As I understand it, modern CPUs and GPUs are highly optimized for the following calculations:

  • arithmetic on floating point numbers (8, 16, 32 or 64 bits)
  • arithmetic on integers (8, 16, 32 or 64 bits)

So all arithmetic is optimized for bytes, not individual bits. Moreover, memory locations (pointers, address space) are also understood as a "byte addresses". You treat the memory as if composed of individual bytes, not bits.

If we load a quantized model (e.g. LLM) into memory (e.g. GPU memory), then the quantized weights must still be quantized when they are in the memory, because the whole point of quantization is to save memory, so we can run larger models in limited-memory scenarios.

But if they are quantized in memory, then a 5-bit quantized model will have a pretty strange memory layout: 5 bits will make up one number. One byte will be occupied by parts of different weights (e.g. AAAAABBB BBCCCCCD DDDDEEEE EFFFFFGG ...).

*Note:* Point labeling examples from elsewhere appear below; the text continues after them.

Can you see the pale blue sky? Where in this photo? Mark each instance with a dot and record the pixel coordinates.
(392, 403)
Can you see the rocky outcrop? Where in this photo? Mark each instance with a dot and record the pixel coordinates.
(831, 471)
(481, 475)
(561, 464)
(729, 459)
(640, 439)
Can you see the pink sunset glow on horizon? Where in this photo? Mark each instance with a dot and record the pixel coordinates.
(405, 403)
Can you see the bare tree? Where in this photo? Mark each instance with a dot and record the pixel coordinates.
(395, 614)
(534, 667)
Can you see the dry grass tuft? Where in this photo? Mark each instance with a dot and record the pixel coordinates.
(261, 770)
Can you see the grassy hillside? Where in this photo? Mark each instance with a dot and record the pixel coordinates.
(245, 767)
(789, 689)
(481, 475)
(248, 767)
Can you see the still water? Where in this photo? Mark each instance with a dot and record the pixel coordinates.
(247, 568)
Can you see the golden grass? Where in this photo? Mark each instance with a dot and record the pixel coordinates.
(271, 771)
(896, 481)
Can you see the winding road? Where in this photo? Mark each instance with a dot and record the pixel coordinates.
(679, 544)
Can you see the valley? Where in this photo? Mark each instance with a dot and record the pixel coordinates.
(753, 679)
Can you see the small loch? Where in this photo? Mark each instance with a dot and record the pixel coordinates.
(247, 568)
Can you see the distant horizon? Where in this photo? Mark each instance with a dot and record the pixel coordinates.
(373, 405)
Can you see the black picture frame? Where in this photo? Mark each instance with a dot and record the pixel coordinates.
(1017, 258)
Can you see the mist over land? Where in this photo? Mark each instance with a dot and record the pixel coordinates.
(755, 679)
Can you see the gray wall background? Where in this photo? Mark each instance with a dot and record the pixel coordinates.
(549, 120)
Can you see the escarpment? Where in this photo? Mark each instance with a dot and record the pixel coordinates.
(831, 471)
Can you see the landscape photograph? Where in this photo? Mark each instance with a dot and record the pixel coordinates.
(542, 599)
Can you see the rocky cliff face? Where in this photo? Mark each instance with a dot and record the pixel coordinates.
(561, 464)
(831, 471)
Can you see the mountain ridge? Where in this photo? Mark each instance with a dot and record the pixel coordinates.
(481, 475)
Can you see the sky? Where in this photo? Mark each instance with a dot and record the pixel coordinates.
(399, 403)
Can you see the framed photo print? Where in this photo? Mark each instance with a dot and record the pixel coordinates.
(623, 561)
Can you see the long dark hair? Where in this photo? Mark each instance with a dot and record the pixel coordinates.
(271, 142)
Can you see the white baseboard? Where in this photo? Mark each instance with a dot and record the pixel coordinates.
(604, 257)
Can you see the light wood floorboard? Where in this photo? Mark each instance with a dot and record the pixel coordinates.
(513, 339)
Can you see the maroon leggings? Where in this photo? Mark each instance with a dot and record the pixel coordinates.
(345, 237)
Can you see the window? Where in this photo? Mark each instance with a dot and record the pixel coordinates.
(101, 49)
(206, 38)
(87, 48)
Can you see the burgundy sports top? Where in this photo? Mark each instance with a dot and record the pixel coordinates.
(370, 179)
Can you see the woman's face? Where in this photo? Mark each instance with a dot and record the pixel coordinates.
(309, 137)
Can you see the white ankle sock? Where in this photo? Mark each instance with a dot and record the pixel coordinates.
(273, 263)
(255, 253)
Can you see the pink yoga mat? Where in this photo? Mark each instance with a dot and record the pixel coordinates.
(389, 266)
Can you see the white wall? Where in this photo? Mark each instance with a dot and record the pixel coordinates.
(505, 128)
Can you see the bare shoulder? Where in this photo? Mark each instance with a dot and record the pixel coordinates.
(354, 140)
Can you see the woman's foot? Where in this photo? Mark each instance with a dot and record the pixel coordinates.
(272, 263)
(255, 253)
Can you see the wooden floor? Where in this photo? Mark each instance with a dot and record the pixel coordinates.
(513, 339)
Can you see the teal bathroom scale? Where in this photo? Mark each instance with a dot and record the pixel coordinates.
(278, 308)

How do CPUs and GPUs handle such scenarios efficiently? When they load a number from memory, do they use pointers which are like "the byte address at 0x91827364, but only the last 3 bits, plus the first 2 bits of the adjacent byte"? In other words, do they use "bit pointers", or is there something else going on? Or do they always load two bytes and then just use bit-shift operators?

2 Answers2

2

You are right. The technique commonly used today is weight packing. At the implementation level, a group of weights is packed into a specific number of bytes and then unpacked for tensor computation if needed. For example, in a model that requires 2-bit quantization, four weights can be packed into a single byte. Thus, a possible pack size for the weights in this case would be 4.

Additionally, the pack size can be larger depending on implementation details closer to the hardware level. For example, we can set the pack size to align with the block size of the hardware for better efficiency.

You might find more details and references related to this topic in this reference ("A Survey of Low-bit Large Language Models: Basics, Systems, and Algorithms"). You might also this Medium post useful for the matter of implementation of the technique.

Note that quantization factors like five, which are not the power of two, might be challenging (An aged concern in binary computers!).

OmG
  • 1,866
  • 12
  • 19
2

Quantized models improve speed by reducing precision (FP32 → INT8/INT4), lowering memory footprint and enabling faster arithmetic operations. Hardware like NVIDIA Tensor Cores efficiently process lower-bit computations, reducing latency while maintaining accuracy through techniques like distillation and calibration. This allows real-time inference on GPUs with minimal performance loss.